Regular CityMetric readers may have already noticed a few changes around here since the spring. CityMetric’s beloved founding editor, Jonn Elledge, has moved on to some new adventures, and a new team has formed to take the site into the future. It’s led by yours truly – I’m Sommer Mathis, the editor-in-chief of City Monitor. Hello!

My background includes having served as the founding editor of CityLab, editor-in-chief of Atlas Obscura, and editor-in-chief of DCist, a local news publication in the District of Columbia. I’ve been reporting on and writing about cities in one way or another for the past 15 years. To me, there is no more important story in the world right now than how cities are changing and adapting to an increasingly challenging global landscape. The majority of the world’s population lives in cities, and if we’re ever going to be able to tackle the most pressing issues currently facing our planet – the climate emergency, rising inequality, the Covid-19 pandemic ­­­– cities are going to have to lead the way.

That’s why City Monitor is now a global publication dedicated to the future of cities everywhere – not just in the UK (nor for that matter just in the US, where I live). Our mission is to help our readers, many of whom are in leadership positions around the globe, navigate how cities are changing and discover what’s next in the world of urban policy. We’ll do that through original reporting, expert opinion and most crucially, a data-driven approach that emphasises evidence and rigorous analysis. We want to arm local decision-makers and those they work in concert with – whether that’s elected officials, bureaucratic leaders, policy advocates, neighbourhood activists, academics and researchers, entrepreneurs, or plain-old engaged citizens – with real insights and potential answers to tough problems. Subjects we cover include transportation, infrastructure, housing, urban design, public safety, the environment, the economy, and much more.

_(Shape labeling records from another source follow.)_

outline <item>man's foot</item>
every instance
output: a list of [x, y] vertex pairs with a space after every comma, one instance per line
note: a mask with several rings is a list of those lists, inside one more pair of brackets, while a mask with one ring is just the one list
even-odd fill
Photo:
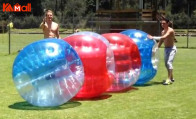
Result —
[[172, 84], [172, 81], [170, 79], [167, 79], [163, 82], [163, 85], [170, 85]]
[[171, 82], [174, 82], [175, 80], [174, 79], [171, 79]]

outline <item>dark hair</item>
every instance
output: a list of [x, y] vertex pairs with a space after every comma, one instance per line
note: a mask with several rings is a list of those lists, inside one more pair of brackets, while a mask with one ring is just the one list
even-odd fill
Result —
[[170, 22], [169, 19], [167, 19], [167, 18], [162, 18], [162, 21], [166, 21], [167, 23]]
[[45, 16], [47, 15], [48, 12], [51, 12], [53, 14], [53, 11], [50, 9], [45, 10]]

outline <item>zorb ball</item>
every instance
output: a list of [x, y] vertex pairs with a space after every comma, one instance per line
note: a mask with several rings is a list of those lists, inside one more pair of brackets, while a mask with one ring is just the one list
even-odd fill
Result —
[[110, 43], [115, 59], [115, 80], [108, 91], [124, 90], [135, 84], [141, 68], [141, 57], [137, 45], [120, 33], [102, 34]]
[[149, 39], [147, 33], [140, 30], [130, 29], [121, 33], [129, 36], [139, 48], [142, 67], [139, 79], [135, 84], [143, 85], [153, 79], [157, 73], [159, 62], [157, 43], [156, 41]]
[[98, 97], [111, 86], [107, 65], [107, 45], [90, 35], [71, 35], [64, 38], [79, 54], [84, 65], [85, 80], [75, 98]]
[[108, 40], [105, 37], [103, 37], [102, 35], [95, 33], [95, 32], [90, 32], [90, 31], [77, 32], [77, 33], [74, 33], [73, 35], [89, 35], [89, 36], [96, 37], [96, 38], [100, 39], [103, 43], [105, 43], [105, 45], [107, 46], [107, 50], [106, 50], [107, 69], [109, 71], [109, 76], [111, 78], [114, 78], [114, 73], [115, 73], [114, 54], [113, 54], [113, 51], [111, 49], [111, 46], [110, 46], [110, 43], [108, 42]]
[[59, 106], [82, 87], [84, 70], [76, 51], [63, 40], [43, 39], [26, 46], [13, 64], [19, 94], [40, 107]]

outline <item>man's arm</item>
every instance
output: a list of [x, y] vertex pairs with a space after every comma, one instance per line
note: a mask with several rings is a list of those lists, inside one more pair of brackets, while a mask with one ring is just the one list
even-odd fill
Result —
[[45, 23], [46, 23], [46, 21], [45, 21], [45, 18], [44, 18], [43, 21], [42, 21], [42, 23], [40, 24], [39, 27], [40, 27], [41, 29], [44, 29], [44, 27], [46, 26]]
[[57, 37], [58, 39], [61, 38], [60, 35], [59, 35], [59, 25], [57, 26], [57, 30], [56, 30], [56, 37]]

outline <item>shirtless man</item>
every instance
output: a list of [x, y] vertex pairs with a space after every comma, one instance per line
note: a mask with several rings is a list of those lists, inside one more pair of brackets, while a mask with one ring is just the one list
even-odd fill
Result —
[[60, 38], [59, 36], [59, 25], [52, 21], [53, 13], [51, 10], [47, 10], [45, 13], [45, 18], [40, 24], [43, 29], [44, 38]]
[[164, 18], [161, 20], [161, 26], [163, 28], [160, 37], [152, 37], [148, 36], [150, 39], [159, 40], [158, 47], [160, 48], [162, 43], [164, 43], [165, 46], [165, 66], [168, 71], [168, 79], [163, 82], [164, 85], [169, 85], [174, 82], [173, 78], [173, 60], [175, 57], [175, 54], [177, 52], [176, 46], [174, 44], [175, 42], [175, 32], [174, 30], [169, 27], [169, 20]]

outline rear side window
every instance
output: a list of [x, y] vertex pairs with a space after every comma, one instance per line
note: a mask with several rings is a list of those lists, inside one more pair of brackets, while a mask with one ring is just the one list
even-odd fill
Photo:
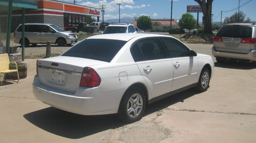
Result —
[[126, 32], [126, 27], [108, 26], [105, 29], [103, 34], [122, 33]]
[[88, 39], [78, 43], [61, 55], [110, 62], [127, 41]]
[[[27, 25], [28, 32], [40, 32], [41, 27], [40, 25]], [[26, 26], [26, 25], [25, 25]], [[25, 29], [26, 29], [26, 27]]]
[[166, 58], [165, 53], [158, 38], [149, 38], [140, 40], [138, 44], [144, 61]]
[[163, 41], [170, 58], [189, 56], [189, 49], [180, 41], [171, 38], [163, 38]]
[[223, 26], [216, 36], [232, 38], [251, 38], [252, 27], [250, 26], [239, 25], [226, 25]]

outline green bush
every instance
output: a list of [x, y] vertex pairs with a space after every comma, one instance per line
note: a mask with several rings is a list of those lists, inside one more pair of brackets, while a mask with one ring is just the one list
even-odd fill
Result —
[[185, 31], [181, 28], [172, 28], [169, 29], [169, 34], [184, 34]]
[[167, 30], [166, 30], [166, 29], [162, 29], [162, 32], [166, 32], [167, 31]]
[[204, 32], [204, 28], [198, 28], [198, 33], [202, 33]]

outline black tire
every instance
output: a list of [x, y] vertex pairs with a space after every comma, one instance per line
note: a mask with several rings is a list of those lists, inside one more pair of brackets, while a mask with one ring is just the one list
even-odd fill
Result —
[[64, 46], [66, 45], [66, 40], [63, 38], [60, 38], [57, 41], [57, 45], [59, 46]]
[[[145, 94], [140, 88], [133, 88], [128, 90], [124, 94], [124, 96], [121, 101], [117, 113], [117, 117], [122, 121], [132, 123], [139, 121], [142, 118], [146, 108], [146, 101]], [[135, 96], [133, 97], [134, 96]], [[130, 100], [131, 98], [134, 99], [134, 98], [136, 98], [136, 96], [138, 97], [137, 100]], [[134, 101], [135, 104], [134, 102], [131, 103], [131, 101]], [[141, 104], [142, 102], [142, 106], [139, 106], [137, 104]], [[130, 114], [128, 113], [128, 105], [130, 107], [130, 108], [131, 109]], [[141, 108], [139, 109], [139, 107], [141, 107]], [[135, 115], [135, 112], [136, 110], [138, 114]], [[133, 114], [132, 114], [132, 112]], [[135, 117], [132, 118], [130, 116]]]
[[87, 29], [87, 31], [86, 31], [86, 32], [87, 32], [88, 33], [92, 33], [91, 30], [90, 29]]
[[[201, 92], [206, 91], [209, 88], [210, 78], [211, 74], [209, 69], [207, 68], [203, 69], [201, 72], [201, 74], [200, 74], [196, 89]], [[203, 83], [203, 82], [204, 82], [204, 83]]]
[[74, 28], [73, 28], [71, 29], [71, 32], [75, 33], [76, 32], [76, 29]]
[[219, 63], [223, 63], [225, 61], [225, 59], [223, 58], [220, 57], [216, 57], [216, 61]]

The City Monitor team is made up of some of the most experienced urban policy journalists in the world. Our managing editor is Adam Sneed, also a CityLab alum where he served as a senior associate editor. Before that he was a technology reporter at Politico. Allison Arieff is City Monitor’s senior editor. She was previously editorial director of the urban planning and policy think tank SPUR, as well as a contributing columnist for The New York Times. Staff writer Jake Blumgart most recently covered development, housing and politics for WHYY, the local public radio station in Philadelphia. And our data reporter is Alexandra Kanik, whose previous roles include data reporting for Louisville Public Media in Kentucky and PublicSource in Pittsburgh, Pennsylvania.

Our team will continue to grow in the coming weeks, and we’ll also be collaborating closely with our editorial colleagues across New Statesman Media Group. In fact, we’re launching a whole network of new publications, covering topics such as the clean energy transition, foreign direct investment, technology, banks and more. Many of these sectors will frequently overlap with our cities coverage, and a key part of our plan is make the most of the expertise that all of these newsrooms combined will bring to bear on our journalism.

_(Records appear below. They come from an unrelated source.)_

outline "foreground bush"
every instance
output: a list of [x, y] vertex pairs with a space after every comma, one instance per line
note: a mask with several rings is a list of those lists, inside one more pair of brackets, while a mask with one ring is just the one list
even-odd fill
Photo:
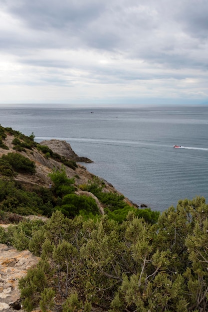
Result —
[[[84, 298], [109, 312], [200, 312], [208, 306], [208, 216], [203, 197], [180, 201], [153, 225], [132, 212], [119, 224], [106, 216], [70, 220], [57, 211], [33, 231], [29, 247], [45, 264], [44, 287], [59, 298], [55, 310]], [[34, 288], [39, 274], [34, 269], [20, 284], [27, 311], [41, 298], [47, 304], [43, 289]], [[74, 301], [67, 299], [75, 293]]]

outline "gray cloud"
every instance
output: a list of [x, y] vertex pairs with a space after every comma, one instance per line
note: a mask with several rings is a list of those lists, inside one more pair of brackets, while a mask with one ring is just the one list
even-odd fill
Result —
[[8, 88], [27, 75], [30, 85], [87, 86], [86, 98], [95, 84], [108, 86], [120, 99], [119, 85], [127, 97], [145, 97], [149, 81], [154, 97], [177, 94], [183, 80], [187, 96], [208, 96], [200, 87], [208, 82], [207, 0], [4, 0], [2, 8]]

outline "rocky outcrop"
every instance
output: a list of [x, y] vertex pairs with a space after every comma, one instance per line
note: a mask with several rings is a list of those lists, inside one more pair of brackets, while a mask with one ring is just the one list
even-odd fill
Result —
[[19, 279], [35, 265], [39, 258], [28, 250], [17, 251], [12, 247], [0, 244], [0, 311], [21, 310]]
[[84, 162], [93, 162], [86, 157], [80, 157], [73, 151], [71, 146], [65, 141], [60, 141], [53, 139], [49, 141], [45, 140], [40, 142], [41, 145], [45, 145], [50, 149], [54, 153], [56, 153], [61, 156], [64, 156], [67, 159]]

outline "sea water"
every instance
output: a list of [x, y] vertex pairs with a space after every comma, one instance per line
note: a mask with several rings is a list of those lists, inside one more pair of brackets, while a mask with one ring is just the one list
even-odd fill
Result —
[[94, 161], [89, 171], [138, 205], [162, 211], [180, 199], [208, 200], [208, 106], [7, 106], [0, 124], [37, 142], [65, 140]]

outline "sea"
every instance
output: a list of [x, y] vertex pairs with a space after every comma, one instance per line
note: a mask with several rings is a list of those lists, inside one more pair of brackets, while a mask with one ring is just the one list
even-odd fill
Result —
[[[152, 210], [208, 200], [208, 105], [0, 106], [0, 124], [69, 143], [88, 170]], [[175, 149], [173, 146], [181, 147]]]

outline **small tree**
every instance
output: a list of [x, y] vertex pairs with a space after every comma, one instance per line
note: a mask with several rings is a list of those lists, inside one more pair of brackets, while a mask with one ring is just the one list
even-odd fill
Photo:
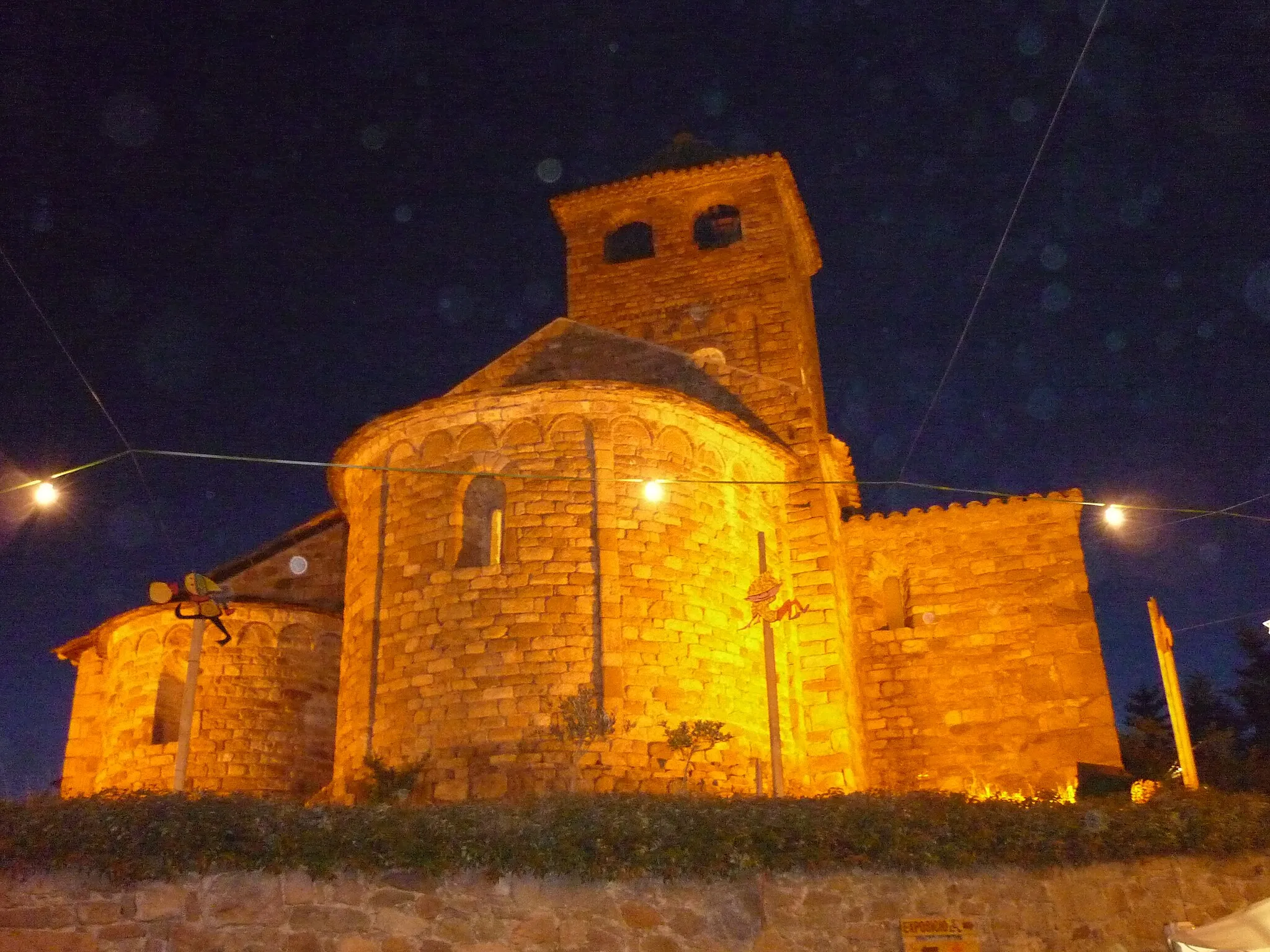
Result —
[[551, 736], [573, 746], [569, 792], [578, 788], [582, 773], [582, 755], [598, 740], [612, 736], [617, 730], [617, 718], [605, 711], [599, 693], [591, 685], [582, 687], [573, 697], [560, 701], [556, 707], [556, 720], [551, 726]]
[[370, 801], [372, 803], [403, 803], [414, 792], [419, 774], [428, 765], [428, 758], [422, 757], [400, 767], [389, 767], [380, 758], [371, 755], [366, 758], [366, 765], [371, 770]]
[[683, 791], [688, 790], [688, 770], [692, 758], [712, 749], [718, 744], [732, 740], [733, 735], [724, 731], [723, 721], [679, 721], [678, 727], [671, 727], [662, 721], [665, 730], [665, 743], [671, 750], [683, 751]]

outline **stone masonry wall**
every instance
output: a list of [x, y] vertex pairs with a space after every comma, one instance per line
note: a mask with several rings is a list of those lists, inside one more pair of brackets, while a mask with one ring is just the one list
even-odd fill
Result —
[[[572, 772], [568, 751], [549, 736], [552, 710], [596, 683], [622, 726], [585, 757], [588, 788], [674, 783], [682, 760], [665, 746], [662, 720], [719, 720], [735, 735], [711, 751], [695, 783], [753, 792], [756, 767], [770, 774], [762, 630], [742, 626], [759, 529], [773, 570], [789, 579], [784, 487], [709, 480], [784, 480], [786, 451], [695, 401], [603, 382], [431, 401], [371, 424], [338, 458], [382, 462], [394, 447], [394, 466], [495, 473], [507, 491], [505, 538], [500, 565], [453, 567], [470, 477], [390, 475], [376, 755], [390, 763], [427, 757], [427, 788], [442, 800], [561, 788]], [[653, 477], [687, 481], [665, 484], [667, 498], [652, 504], [640, 481]], [[343, 470], [335, 495], [351, 524], [333, 788], [343, 798], [354, 792], [366, 751], [381, 479]], [[796, 661], [777, 636], [792, 763], [800, 757]]]
[[0, 878], [0, 952], [899, 952], [900, 918], [984, 952], [1158, 952], [1270, 894], [1270, 857], [732, 882], [229, 873]]
[[[1024, 792], [1120, 764], [1080, 493], [843, 526], [874, 786]], [[904, 625], [886, 625], [898, 578]]]
[[[194, 790], [306, 795], [330, 777], [338, 617], [239, 603], [229, 645], [207, 626], [188, 777]], [[160, 679], [184, 683], [190, 623], [149, 605], [97, 630], [80, 673], [62, 778], [66, 796], [170, 790], [177, 743], [152, 743]], [[103, 660], [104, 655], [104, 660]]]

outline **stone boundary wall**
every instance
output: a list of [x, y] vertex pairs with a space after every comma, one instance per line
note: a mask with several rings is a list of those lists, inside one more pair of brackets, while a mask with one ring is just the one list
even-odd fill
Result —
[[1270, 856], [1088, 867], [611, 883], [478, 873], [0, 877], [0, 952], [899, 952], [899, 919], [978, 923], [984, 952], [1160, 952], [1270, 895]]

Please visit citymonitor.ai going forward, where you can also sign up for our free email newsletter.


As for CityMetric, some of its archives have already been moved over to the new website, and the rest will follow not long after. If you’re looking for a favourite piece from CityMetric’s past, for a time you’ll still be able to find it here, but before long the whole archive will move over to City Monitor.

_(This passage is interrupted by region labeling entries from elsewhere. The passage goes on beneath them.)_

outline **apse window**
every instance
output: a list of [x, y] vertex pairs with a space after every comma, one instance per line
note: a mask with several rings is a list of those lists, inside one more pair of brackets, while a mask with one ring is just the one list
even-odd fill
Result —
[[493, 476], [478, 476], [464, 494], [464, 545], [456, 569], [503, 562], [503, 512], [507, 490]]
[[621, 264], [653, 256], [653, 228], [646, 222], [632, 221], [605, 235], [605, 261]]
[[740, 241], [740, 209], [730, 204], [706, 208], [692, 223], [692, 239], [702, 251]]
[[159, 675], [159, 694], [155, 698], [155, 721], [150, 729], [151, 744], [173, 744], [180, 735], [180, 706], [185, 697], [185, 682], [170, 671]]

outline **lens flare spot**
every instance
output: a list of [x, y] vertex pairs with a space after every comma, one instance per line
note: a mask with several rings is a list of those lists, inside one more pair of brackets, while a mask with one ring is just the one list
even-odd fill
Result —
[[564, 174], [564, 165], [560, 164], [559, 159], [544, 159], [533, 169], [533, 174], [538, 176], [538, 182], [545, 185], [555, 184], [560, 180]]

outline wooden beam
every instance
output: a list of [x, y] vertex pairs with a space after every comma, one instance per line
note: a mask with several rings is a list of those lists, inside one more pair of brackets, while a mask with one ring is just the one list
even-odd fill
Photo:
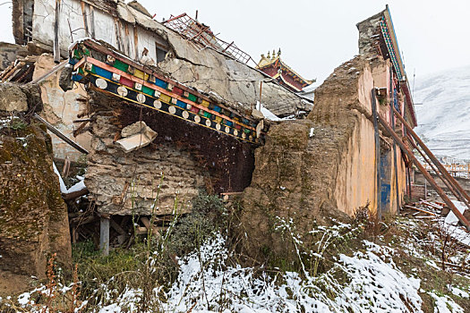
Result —
[[99, 250], [104, 256], [109, 255], [109, 216], [101, 216], [99, 221]]
[[68, 201], [68, 200], [75, 199], [77, 199], [79, 197], [81, 197], [81, 196], [84, 196], [84, 195], [88, 195], [89, 193], [90, 193], [90, 191], [88, 190], [88, 189], [84, 188], [81, 190], [77, 190], [77, 191], [73, 191], [73, 192], [70, 192], [70, 193], [64, 193], [62, 195], [62, 198], [65, 201]]
[[454, 177], [452, 177], [449, 172], [446, 170], [446, 167], [442, 165], [442, 164], [440, 164], [440, 162], [439, 162], [439, 160], [437, 159], [437, 157], [432, 154], [432, 152], [431, 152], [431, 150], [428, 148], [428, 147], [423, 142], [423, 140], [421, 140], [421, 139], [418, 137], [418, 135], [414, 132], [414, 131], [413, 131], [413, 129], [411, 128], [411, 126], [406, 123], [406, 121], [405, 121], [405, 118], [403, 118], [403, 116], [399, 114], [398, 111], [397, 111], [395, 108], [393, 108], [393, 111], [395, 113], [395, 115], [397, 115], [397, 117], [398, 118], [398, 120], [400, 120], [400, 122], [403, 123], [403, 125], [405, 126], [405, 128], [406, 129], [407, 132], [409, 134], [412, 135], [413, 139], [414, 139], [416, 140], [416, 142], [418, 142], [418, 145], [423, 148], [423, 150], [424, 150], [424, 152], [426, 153], [426, 155], [428, 155], [428, 156], [430, 157], [430, 159], [432, 161], [432, 163], [439, 168], [439, 170], [440, 171], [440, 173], [443, 174], [443, 176], [450, 182], [450, 184], [457, 190], [457, 191], [460, 193], [460, 195], [456, 194], [456, 197], [459, 198], [458, 196], [460, 196], [460, 198], [465, 198], [465, 199], [466, 200], [464, 200], [463, 202], [465, 202], [466, 204], [466, 206], [470, 208], [470, 206], [469, 206], [469, 203], [470, 203], [470, 196], [466, 192], [466, 190], [464, 190], [464, 189], [458, 184], [458, 182], [454, 179]]
[[375, 139], [375, 188], [377, 197], [377, 216], [379, 218], [381, 217], [381, 182], [380, 182], [380, 136], [379, 134], [379, 124], [377, 118], [377, 103], [375, 98], [375, 89], [371, 90], [371, 98], [372, 105], [372, 117], [373, 117], [373, 129], [374, 129], [374, 139]]
[[67, 138], [67, 136], [65, 136], [64, 134], [63, 134], [60, 131], [58, 131], [56, 127], [54, 127], [53, 125], [51, 125], [47, 121], [46, 121], [45, 119], [43, 119], [42, 117], [40, 117], [39, 115], [38, 115], [36, 113], [34, 114], [33, 117], [35, 119], [37, 119], [38, 121], [39, 121], [40, 123], [42, 123], [43, 124], [46, 125], [46, 127], [47, 128], [47, 130], [49, 130], [52, 133], [54, 133], [56, 136], [57, 136], [58, 138], [60, 138], [61, 140], [63, 140], [64, 141], [65, 141], [66, 143], [68, 143], [70, 146], [73, 147], [74, 148], [76, 148], [78, 151], [81, 152], [81, 153], [84, 153], [86, 155], [89, 154], [89, 152], [87, 151], [87, 149], [85, 149], [84, 148], [82, 148], [81, 146], [80, 146], [78, 143], [71, 140], [69, 138]]
[[390, 126], [388, 124], [387, 121], [385, 121], [380, 115], [379, 117], [379, 122], [382, 124], [385, 131], [393, 138], [395, 142], [401, 148], [401, 149], [408, 156], [408, 157], [414, 163], [414, 165], [418, 168], [418, 170], [424, 175], [426, 180], [432, 185], [432, 187], [436, 190], [438, 194], [440, 196], [440, 198], [444, 200], [446, 205], [450, 208], [450, 210], [456, 215], [456, 216], [458, 218], [460, 222], [466, 227], [467, 230], [470, 231], [470, 223], [466, 220], [466, 218], [460, 213], [460, 211], [456, 207], [454, 203], [449, 199], [449, 197], [446, 195], [446, 193], [439, 187], [439, 185], [436, 183], [432, 176], [426, 171], [426, 169], [421, 165], [421, 163], [416, 159], [413, 152], [406, 147], [403, 141], [398, 138], [397, 133], [395, 133], [395, 131], [390, 128]]
[[81, 1], [80, 4], [81, 4], [81, 15], [83, 16], [83, 28], [85, 29], [85, 36], [90, 36], [90, 32], [88, 31], [88, 20], [87, 20], [87, 10], [86, 10], [86, 4], [83, 1]]
[[59, 19], [60, 19], [60, 2], [56, 0], [56, 18], [54, 21], [54, 62], [60, 63], [60, 43], [59, 43]]
[[68, 60], [65, 60], [62, 62], [60, 64], [57, 64], [54, 66], [49, 72], [42, 75], [41, 77], [38, 77], [36, 80], [31, 80], [31, 84], [38, 84], [47, 80], [50, 75], [54, 74], [56, 72], [63, 69], [67, 63], [69, 63]]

On behalf of the City Monitor team, I’m thrilled to invite you to come along for the ride at our new digs. You can follow City Monitor on LinkedIn and on Twitter. If you’re interested in learning more about the potential for a commercial partnership with City Monitor, please get in touch with our director of partnerships, Joe Maughan.

I want to thank and congratulate Jonn Elledge on a brilliant run. Everything we do from here on out will be building on the legacy of his work, and the community that he built here at CityMetric. Cheers, Jonn!

To our readers, on behalf of the City Monitor team, thank you from all of us for being such loyal CityMetric fans. We couldn’t have done any of this without you.

Sommer Mathis is editor-in-chief of City Monitor.